How to pass around collation information [PgSql]

Prev: [HACKERS] How to pass around collation information
Next: [BUGS] dividing money by money

From: alvherre on 28 May 2010 13:05

Excerpts from Peter Eisentraut's message of vie may 28 12:27:52 -0400 2010:

> Option 2, invent some new mechanism that accompanies a datum or a type
> whereever it goes. Kind of like typmod, but not really. Then the
> collation information would presumably be made available to functions
> through the fmgr interface. The binary representation of data values
> stays the same.

Is the collation a property of the datum, or one of the comparison?
If the latter, should it be really be made a sidecar of a datum, or
would it make more sense to attach it to the operation being performed?
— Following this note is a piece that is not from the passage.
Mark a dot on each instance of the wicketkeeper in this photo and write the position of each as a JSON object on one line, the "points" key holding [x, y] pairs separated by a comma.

I wonder if instead of trying to pass it down multiple layers till
bttextcmp and further down, it would make more sense to set a global
variable somewhere in the high levels, and only have it checked in
varstr_cmp.

--
Álvaro Herrera <alvherre(a)commandprompt.com>
The PostgreSQL Company - Command Prompt, Inc.
PostgreSQL Replication, Consulting, Custom Development, 24x7 support

--
Sent via pgsql-hackers mailing list (pgsql-hackers(a)postgresql.org)
To make changes to your subscription:
http://www.postgresql.org/mailpref/pgsql-hackers

From: Heikki Linnakangas on 28 May 2010 13:22

On 28/05/10 19:27, Peter Eisentraut wrote:
> I have been thinking about this collation support business a bit.
> Ignoring for the moment where we would get the actual collation routines
> from, I wonder how we are going to pass this information around in the
> system. Someone declares a collation on a column in a table, and
> somehow this information needs to arrive in bttextcmp() and friends.

Yes. Comparison operators need it, as do functions like isalpha().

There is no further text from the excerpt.